This repository contains the material for the PhD Workshop R for Data Science in the tidyverse by Matteo Sostero at Sant'Anna School of Advanced Studies (Pisa) in May 2018. The workshop is intended mainly for first-year PhDs in Economics, but all members of the Computational Modellers Society are welcome to attend!
Image credit: Kevin Ku
The workshop covers topics on data science throughout a typical research project using the tidyverse. No prior knowledge of R is required! Hopefully even those of you familiar with “base R” (but not the tidyverse) will find something new.
The material is based on R for Data Science by Garrett Grolemund and Hadley Wickham. See also their book R for Data Science: Import, Tidy, Transform, Visualize, and Model Data published by O'Reilly Media, 2017.

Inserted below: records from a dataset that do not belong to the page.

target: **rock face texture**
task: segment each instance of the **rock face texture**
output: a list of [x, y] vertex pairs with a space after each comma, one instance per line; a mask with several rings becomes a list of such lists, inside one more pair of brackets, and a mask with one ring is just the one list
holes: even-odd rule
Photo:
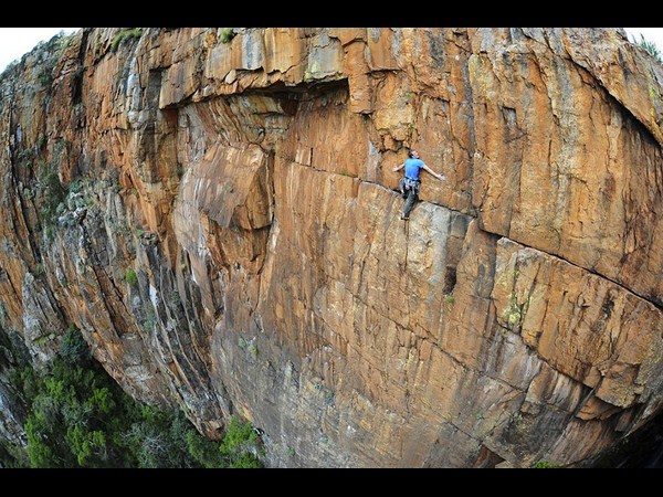
[[[74, 325], [269, 466], [591, 464], [663, 403], [662, 82], [618, 29], [39, 46], [0, 76], [0, 400]], [[446, 181], [403, 223], [409, 148]]]

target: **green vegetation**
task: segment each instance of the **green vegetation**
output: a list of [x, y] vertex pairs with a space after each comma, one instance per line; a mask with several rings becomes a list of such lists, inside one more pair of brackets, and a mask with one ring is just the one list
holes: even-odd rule
[[136, 272], [134, 269], [127, 269], [125, 274], [125, 279], [131, 286], [138, 284], [138, 276], [136, 275]]
[[140, 38], [144, 31], [145, 28], [133, 28], [130, 30], [120, 31], [115, 36], [113, 36], [113, 40], [110, 41], [110, 52], [116, 52], [119, 45], [126, 40]]
[[221, 43], [230, 43], [230, 41], [235, 36], [234, 28], [219, 28], [217, 34]]
[[74, 326], [49, 370], [15, 369], [11, 383], [30, 413], [28, 457], [0, 444], [4, 467], [261, 467], [251, 423], [232, 417], [214, 442], [182, 411], [134, 401], [92, 358]]
[[659, 47], [656, 46], [655, 43], [645, 40], [644, 36], [642, 34], [640, 34], [640, 41], [638, 41], [638, 44], [640, 46], [642, 46], [656, 61], [663, 62], [663, 57], [661, 55], [661, 51], [659, 50]]
[[555, 463], [549, 463], [547, 461], [539, 461], [538, 463], [535, 463], [532, 465], [533, 468], [558, 468], [558, 467], [562, 467], [559, 464], [555, 464]]

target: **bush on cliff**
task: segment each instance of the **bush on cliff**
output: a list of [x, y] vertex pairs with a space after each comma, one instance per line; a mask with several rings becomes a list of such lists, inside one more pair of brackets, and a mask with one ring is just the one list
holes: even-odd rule
[[181, 411], [139, 404], [104, 371], [71, 327], [48, 371], [12, 378], [28, 404], [30, 467], [260, 467], [250, 423], [203, 437]]

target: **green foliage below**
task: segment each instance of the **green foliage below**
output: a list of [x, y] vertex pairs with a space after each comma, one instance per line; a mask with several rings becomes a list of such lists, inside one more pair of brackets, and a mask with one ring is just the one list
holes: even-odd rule
[[[48, 371], [14, 369], [13, 389], [28, 405], [28, 458], [4, 467], [261, 467], [251, 423], [232, 417], [224, 437], [202, 436], [182, 411], [161, 411], [127, 395], [70, 327]], [[1, 447], [0, 456], [11, 456]], [[15, 451], [12, 451], [15, 452]]]
[[120, 31], [110, 41], [110, 52], [116, 52], [119, 45], [126, 40], [130, 40], [133, 38], [140, 38], [144, 31], [145, 28], [134, 28], [130, 30]]

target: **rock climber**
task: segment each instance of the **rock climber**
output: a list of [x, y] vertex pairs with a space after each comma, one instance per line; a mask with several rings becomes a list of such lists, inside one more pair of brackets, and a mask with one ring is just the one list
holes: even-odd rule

Please bring your laptop 💻 and charger 🔌!
Preparation (10 minutes ⌛):
- Install an up-to-date version of R;
- Install an up-to-date version of RStudio;
- (Windows only) install Rtools;
- Install git on your system;
- Get a copy of the material by creating a new project in RStudio:
File > New Project > Version Control > Git
- The repository URL is https://github.com/CoMoS-SA/workshop-R-tidyverse.git
- Create project as a subdirectory of your choice;
- ☑️ “Open in new session”
- In RStudio, install tidyverse and nycflights13:
install.packages("tidyverse")
install.packages("nycflights13")
Date | Time | Room |
---|---|---|
Wednesday 16/05/2018 | 10:30–12:30 | Aula 3 Toscanelli |
Thursday 17/05/2018 | 10:30–12:30 | Aula 3 Toscanelli |
Friday 18/05/2018 | 10:30–12:30 | Aula 3 Toscanelli |
By popular demand, more sessions will be scheduled in the next few weeks.
(In no particular order):
- 📃 Data input: importing data from “messy” files, reading common and exotic formats and directory structures; preserving metadata; web scraping.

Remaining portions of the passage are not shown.